GUY WHO ALWAYS OPENS BAGS OF M&Ms WAY TOO HARD: Got it.
Find someone who looks at you like Roger looks at a barbecue.
I’ve never been kidnapped and tortured but I have been forced to go to the store before Christmas and gotten stuck behind someone buying 25 gift cards.
I’m tired of “working hard” and “trying my best.” I want to be a raccoon who just found a whole container of chow mein in a trash can
the best part about being a parent is explaining normal human behaviours to the small feral people, my favourite of which has been “we don’t pee our pants on purpose when we are mad”
HOW TO BE A LAWYER:
Witness: I saw your client do it.
Me: Allegedly.
W: No, I did.
M: Allegedly.
Judge: That’s argumentative.
M: Allegedly.
I enjoy how fitbit tracks the calories I burn just by being alive. I like getting credit for that.

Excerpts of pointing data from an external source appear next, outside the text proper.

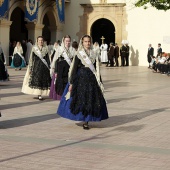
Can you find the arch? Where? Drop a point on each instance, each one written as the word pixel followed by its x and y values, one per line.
pixel 18 30
pixel 110 18
pixel 103 27
pixel 52 15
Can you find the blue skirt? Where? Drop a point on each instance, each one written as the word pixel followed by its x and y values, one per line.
pixel 17 62
pixel 65 111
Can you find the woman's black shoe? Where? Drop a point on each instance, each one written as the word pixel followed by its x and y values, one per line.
pixel 86 126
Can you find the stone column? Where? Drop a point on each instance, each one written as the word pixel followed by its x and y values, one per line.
pixel 5 37
pixel 34 30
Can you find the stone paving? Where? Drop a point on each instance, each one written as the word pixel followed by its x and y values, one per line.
pixel 135 137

My son told me that it doesn’t matter what way the towels face when he puts them away and it’s almost like he wants to see my eye do that twitchy thing.
I DO NOT recommend a talking scale.
My scale: I thought you were on a diet.
[wife in labor]
*i press play on cassette
{Ice Cube – You Can Do It}
Wife:WHAT THE HELL
Me: sorry hun
*ff to {SaltNPeppa – Push It}
so who’s the alpha in your relationship ?
me:
taco:
me:
taco:
me: he’s shy.
I will never forget the time that I helped interview a man for a job opening and when he was asked what he would contribute to the team he said “probably snacks”
My husband said we should have a ‘date night’
I wonder why he didn’t like it when I introduced him to my date? Husbands, go figure.
My favorite superheros are.. Baskin and Robbin!
when someone says they don’t like reading books, im like cool, you do you psycho
My neighbour called out “cheer up” today so I asked if he was moving house
If you’re not part of the solution, you must be on Twitter
me to my student: go get your mom
my student, not moving: MMMMMAAAAAMMMMAAAAAAA!!!